Peningkatan emisi gas rumah kaca ini diakui secara terbuka oleh perusahaan dalam rilis informasi terbarunya mengenai kondisi lingkungan. Pembangunan pusat data (data center) baru berskala besar menjadi faktor utama di balik peningkatan jejak karbon tersebut.

"Infrastruktur AI yang terus berkembang pesat ternyata membawa konsekuensi signifikan terhadap peningkatan jejak lingkungan perusahaan," demikian pernyataan resmi dari manajemen Microsoft.

Selain masalah emisi karbon, operasional pusat data untuk menyokong sistem kecerdasan buatan juga membutuhkan volume air yang sangat besar sebagai sistem pendingin. Kebutuhan air yang tinggi ini dikhawatirkan dapat mengancam ketersediaan sumber daya air di wilayah sekitar pusat data.

Fenomena ini menjadi dilema besar bagi perkembangan teknologi modern di era digital saat ini. Di satu sisi, teknologi AI menawarkan efisiensi tinggi, namun di sisi lain, beban ekologis yang dihasilkan justru semakin mengkhawatirkan.

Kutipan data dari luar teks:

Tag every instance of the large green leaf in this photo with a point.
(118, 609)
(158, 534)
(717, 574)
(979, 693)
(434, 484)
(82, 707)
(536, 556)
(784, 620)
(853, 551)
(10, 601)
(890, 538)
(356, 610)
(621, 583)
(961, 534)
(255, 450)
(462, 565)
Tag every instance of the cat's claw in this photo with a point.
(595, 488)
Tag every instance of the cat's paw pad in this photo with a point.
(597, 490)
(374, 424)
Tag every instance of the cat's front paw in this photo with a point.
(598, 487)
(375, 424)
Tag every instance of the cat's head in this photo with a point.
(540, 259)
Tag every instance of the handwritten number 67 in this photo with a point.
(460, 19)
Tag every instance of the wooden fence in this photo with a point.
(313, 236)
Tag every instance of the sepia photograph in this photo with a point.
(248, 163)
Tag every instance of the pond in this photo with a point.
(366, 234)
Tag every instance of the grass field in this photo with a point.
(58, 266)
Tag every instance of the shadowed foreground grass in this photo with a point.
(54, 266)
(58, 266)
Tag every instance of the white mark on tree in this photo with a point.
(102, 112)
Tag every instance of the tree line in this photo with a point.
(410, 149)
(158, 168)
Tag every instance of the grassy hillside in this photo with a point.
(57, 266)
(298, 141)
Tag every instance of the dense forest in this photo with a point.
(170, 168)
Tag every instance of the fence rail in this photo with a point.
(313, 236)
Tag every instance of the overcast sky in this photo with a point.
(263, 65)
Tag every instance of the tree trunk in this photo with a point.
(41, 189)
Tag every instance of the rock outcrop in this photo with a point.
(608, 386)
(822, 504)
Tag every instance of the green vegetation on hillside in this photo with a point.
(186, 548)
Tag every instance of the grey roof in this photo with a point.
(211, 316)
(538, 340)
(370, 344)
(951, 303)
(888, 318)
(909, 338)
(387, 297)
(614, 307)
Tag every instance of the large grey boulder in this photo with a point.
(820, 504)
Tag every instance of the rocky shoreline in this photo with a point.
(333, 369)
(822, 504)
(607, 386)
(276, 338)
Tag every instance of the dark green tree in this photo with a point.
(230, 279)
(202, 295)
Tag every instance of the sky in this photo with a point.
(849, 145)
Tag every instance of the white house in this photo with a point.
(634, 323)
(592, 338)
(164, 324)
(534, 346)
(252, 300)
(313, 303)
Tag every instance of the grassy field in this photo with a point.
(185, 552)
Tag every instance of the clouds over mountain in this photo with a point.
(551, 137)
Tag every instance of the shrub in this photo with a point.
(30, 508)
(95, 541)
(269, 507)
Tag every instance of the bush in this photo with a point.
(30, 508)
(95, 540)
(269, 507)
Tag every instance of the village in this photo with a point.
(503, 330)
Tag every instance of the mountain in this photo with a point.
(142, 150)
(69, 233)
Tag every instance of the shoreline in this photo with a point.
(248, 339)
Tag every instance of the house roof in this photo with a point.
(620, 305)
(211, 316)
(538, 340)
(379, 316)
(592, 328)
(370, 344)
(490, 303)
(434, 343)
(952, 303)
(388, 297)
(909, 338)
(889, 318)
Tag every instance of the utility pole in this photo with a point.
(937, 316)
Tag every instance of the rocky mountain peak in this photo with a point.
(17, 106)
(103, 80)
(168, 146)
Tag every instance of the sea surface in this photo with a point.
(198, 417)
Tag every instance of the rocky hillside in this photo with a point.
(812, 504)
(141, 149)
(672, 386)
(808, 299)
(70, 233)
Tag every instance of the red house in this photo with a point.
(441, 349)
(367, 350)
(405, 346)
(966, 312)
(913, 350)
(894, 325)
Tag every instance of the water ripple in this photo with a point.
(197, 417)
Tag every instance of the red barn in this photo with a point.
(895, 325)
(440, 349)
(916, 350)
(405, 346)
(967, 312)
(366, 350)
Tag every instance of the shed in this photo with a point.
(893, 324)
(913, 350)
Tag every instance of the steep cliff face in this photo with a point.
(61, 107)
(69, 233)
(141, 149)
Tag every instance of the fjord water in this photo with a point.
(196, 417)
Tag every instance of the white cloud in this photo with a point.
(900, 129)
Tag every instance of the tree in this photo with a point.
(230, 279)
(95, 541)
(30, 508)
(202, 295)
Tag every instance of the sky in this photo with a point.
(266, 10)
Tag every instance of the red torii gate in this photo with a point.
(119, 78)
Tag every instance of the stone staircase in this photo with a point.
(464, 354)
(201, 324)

Hingga saat ini, publik terus memantau langkah konkret yang akan diambil oleh Microsoft untuk mengatasi tantangan lingkungan ini. Komitmen nyata dari perusahaan teknologi sangat dinantikan demi menjaga keseimbangan antara inovasi dan kelestarian bumi.

Disclaimer: Artikel ini ditulis ulang secara otomatis oleh AI berdasarkan sumber Referensi: Infotren. Kami menggunakan teknologi AI untuk menyajikan informasi ini kembali.